Programmers using the strcat or wcscat function (or the strncat or wcsncat functions defined in a later section, for that matter) can easily be recognized as lazy and reckless. In almost all situations the lengths of the participating strings are known (it better should be since how can one otherwise ensure the allocated size of the buffer is sufficient?) Or at least, one could know them if one keeps track of the results of the various function calls. But then it is very inefficient to use strcat/wcscat. A lot of time is wasted finding the end of the destination string so that the actual copying can start. This is a common example:

/* This function concatenates arbitrarily many strings.  The last
   parameter must be NULL.  */
char *
concat (const char *str, …)
{
  va_list ap, ap2;
  size_t total = 1;
  const char *s;
  char *result;

  va_start (ap, str);
  va_copy (ap2, ap);

  /* Determine how much space we need.  */
  for (s = str; s != NULL; s = va_arg (ap, const char *))
    total += strlen (s);

  va_end (ap);

  result = (char *) malloc (total);
  if (result != NULL)
    {
      result[0] = '\0';

      /* Copy the strings.  */
      for (s = str; s != NULL; s = va_arg (ap2, const char *))
        strcat (result, s);
    }

  va_end (ap2);

  return result;
}

This looks quite simple, especially the second loop where the strings are actually copied. But these innocent lines hide a major performance penalty. Just imagine that ten strings of 100 bytes each have to be concatenated. For the second string we search the already stored 100 bytes for the end of the string so that we can append the next string.

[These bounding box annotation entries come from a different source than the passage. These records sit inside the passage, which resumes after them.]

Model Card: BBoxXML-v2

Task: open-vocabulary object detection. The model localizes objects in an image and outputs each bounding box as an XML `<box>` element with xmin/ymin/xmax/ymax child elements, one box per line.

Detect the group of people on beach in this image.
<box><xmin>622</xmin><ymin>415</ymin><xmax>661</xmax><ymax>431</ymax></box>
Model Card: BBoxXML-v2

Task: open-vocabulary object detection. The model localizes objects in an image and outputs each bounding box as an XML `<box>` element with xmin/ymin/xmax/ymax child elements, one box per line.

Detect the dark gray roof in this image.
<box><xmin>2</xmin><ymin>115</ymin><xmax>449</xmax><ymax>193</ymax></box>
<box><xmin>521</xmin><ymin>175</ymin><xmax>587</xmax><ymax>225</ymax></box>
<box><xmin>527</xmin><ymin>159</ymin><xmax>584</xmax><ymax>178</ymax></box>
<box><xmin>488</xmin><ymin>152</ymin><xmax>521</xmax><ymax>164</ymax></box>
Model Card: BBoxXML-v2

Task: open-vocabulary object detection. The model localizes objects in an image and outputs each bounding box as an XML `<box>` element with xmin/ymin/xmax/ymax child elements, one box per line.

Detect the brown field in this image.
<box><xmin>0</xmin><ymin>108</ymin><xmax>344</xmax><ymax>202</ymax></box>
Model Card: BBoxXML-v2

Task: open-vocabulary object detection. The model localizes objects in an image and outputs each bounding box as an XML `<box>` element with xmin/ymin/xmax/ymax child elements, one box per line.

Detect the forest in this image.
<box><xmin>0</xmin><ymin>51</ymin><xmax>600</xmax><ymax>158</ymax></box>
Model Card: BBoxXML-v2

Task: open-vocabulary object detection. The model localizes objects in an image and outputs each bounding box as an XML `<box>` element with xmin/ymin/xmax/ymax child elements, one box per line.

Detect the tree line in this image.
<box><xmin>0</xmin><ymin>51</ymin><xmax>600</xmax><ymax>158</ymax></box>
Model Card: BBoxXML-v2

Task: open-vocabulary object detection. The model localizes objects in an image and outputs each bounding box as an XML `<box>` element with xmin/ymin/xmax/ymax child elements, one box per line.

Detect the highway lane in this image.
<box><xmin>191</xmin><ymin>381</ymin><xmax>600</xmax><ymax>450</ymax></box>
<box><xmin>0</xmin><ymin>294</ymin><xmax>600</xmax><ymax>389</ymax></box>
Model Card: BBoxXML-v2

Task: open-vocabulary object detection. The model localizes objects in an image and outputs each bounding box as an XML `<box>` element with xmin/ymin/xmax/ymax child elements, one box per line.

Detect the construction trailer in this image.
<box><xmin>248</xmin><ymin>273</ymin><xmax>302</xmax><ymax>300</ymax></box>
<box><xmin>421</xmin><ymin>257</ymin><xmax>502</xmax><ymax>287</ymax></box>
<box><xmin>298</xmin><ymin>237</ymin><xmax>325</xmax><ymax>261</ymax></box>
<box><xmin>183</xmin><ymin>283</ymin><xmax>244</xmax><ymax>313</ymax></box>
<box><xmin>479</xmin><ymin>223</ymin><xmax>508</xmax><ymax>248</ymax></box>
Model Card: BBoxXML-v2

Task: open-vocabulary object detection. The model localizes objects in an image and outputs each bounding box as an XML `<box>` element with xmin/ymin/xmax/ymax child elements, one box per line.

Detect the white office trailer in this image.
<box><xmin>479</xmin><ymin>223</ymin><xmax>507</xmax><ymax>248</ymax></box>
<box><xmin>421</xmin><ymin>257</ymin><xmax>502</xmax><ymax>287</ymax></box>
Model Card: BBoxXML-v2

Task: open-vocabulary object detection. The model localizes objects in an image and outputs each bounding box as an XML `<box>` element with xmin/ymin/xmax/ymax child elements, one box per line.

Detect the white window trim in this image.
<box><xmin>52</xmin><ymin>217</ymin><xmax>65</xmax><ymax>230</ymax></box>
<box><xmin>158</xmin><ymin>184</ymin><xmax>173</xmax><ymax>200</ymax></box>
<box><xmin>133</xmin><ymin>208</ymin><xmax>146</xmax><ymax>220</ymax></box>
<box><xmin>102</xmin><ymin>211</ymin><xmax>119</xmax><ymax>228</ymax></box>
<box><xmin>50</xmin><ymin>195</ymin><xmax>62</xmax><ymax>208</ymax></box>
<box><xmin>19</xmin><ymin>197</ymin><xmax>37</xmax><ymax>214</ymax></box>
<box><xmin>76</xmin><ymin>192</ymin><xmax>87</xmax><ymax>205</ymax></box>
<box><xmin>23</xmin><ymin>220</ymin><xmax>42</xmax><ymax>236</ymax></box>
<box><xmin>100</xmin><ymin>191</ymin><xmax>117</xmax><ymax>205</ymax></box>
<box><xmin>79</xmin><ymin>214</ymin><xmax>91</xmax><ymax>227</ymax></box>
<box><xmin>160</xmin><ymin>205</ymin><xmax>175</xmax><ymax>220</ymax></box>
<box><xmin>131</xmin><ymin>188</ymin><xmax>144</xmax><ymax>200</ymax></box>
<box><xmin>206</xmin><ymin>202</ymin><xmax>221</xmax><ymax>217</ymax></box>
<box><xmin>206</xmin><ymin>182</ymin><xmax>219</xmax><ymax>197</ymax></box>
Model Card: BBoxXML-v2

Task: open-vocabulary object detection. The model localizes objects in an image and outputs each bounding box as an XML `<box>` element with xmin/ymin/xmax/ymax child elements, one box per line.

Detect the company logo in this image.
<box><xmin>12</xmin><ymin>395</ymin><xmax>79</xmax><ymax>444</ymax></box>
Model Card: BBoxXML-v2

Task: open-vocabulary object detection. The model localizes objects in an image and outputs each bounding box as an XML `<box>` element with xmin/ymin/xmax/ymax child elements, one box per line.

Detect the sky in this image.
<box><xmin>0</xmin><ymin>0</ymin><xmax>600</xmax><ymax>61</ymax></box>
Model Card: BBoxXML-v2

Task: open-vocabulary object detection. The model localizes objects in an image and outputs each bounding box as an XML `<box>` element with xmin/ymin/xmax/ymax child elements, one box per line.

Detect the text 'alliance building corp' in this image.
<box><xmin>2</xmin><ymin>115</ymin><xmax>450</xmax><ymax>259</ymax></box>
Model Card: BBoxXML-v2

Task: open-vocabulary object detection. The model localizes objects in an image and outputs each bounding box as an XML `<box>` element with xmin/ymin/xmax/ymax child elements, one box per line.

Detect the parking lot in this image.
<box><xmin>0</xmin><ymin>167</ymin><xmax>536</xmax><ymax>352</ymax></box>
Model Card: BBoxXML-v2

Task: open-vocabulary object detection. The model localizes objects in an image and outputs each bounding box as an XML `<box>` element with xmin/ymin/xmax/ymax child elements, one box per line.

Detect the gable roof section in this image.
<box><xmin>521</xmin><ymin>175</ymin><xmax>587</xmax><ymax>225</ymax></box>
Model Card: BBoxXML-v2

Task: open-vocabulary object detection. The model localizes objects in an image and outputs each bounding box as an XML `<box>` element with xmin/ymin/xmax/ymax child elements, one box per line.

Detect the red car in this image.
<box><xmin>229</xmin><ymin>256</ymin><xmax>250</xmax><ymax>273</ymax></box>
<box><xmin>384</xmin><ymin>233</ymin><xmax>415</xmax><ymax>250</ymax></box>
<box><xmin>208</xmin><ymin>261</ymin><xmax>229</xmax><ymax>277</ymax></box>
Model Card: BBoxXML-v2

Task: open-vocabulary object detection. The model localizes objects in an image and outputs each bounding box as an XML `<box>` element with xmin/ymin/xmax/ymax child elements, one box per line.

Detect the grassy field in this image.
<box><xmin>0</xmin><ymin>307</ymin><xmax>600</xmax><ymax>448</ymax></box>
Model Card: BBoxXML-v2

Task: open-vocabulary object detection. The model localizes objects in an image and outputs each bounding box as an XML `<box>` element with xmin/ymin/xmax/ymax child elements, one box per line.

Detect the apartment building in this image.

For all strings in total the comparisons necessary to find the end of the intermediate results sums up to 5500! If we combine the copying with the search for the allocation we can write this function more efficiently:

char *
concat (const char *str, …)
{
  va_list ap;
  size_t allocated = 100;
  char *result = (char *) malloc (allocated);

  if (result != NULL)
    {
      char *newp;
      char *wp;
      const char *s;

      va_start (ap, str);

      wp = result;
      for (s = str; s != NULL; s = va_arg (ap, const char *))
        {
          size_t len = strlen (s);

          /* Resize the allocated memory if necessary.  */
          if (wp + len + 1 > result + allocated)
            {
              allocated = (allocated + len) * 2;
              newp = (char *) realloc (result, allocated);
              if (newp == NULL)
                {
                  free (result);
                  return NULL;
                }
              wp = newp + (wp - result);
              result = newp;
            }

          wp = mempcpy (wp, s, len);
        }

      /* Terminate the result string.  */
      *wp++ = '\0';

      /* Resize memory to the optimal size.  */
      newp = realloc (result, wp - result);
      if (newp != NULL)
        result = newp;

      va_end (ap);
    }

  return result;
}

With a bit more knowledge about the input strings one could fine-tune the memory allocation. The difference we are pointing to here is that we don’t use strcat anymore. We always keep track of the length of the current intermediate result so we can save ourselves the search for the end of the string and use mempcpy. Please note that we also don’t use stpcpy which might seem more natural since we are handling strings. But this is not necessary since we already know the length of the string and therefore can use the faster memory copying function. The example would work for wide characters the same way.

Whenever a programmer feels the need to use strcat she or he should think twice and look through the program to see whether the code cannot be rewritten to take advantage of already calculated results. Again: it is almost always unnecessary to use strcat.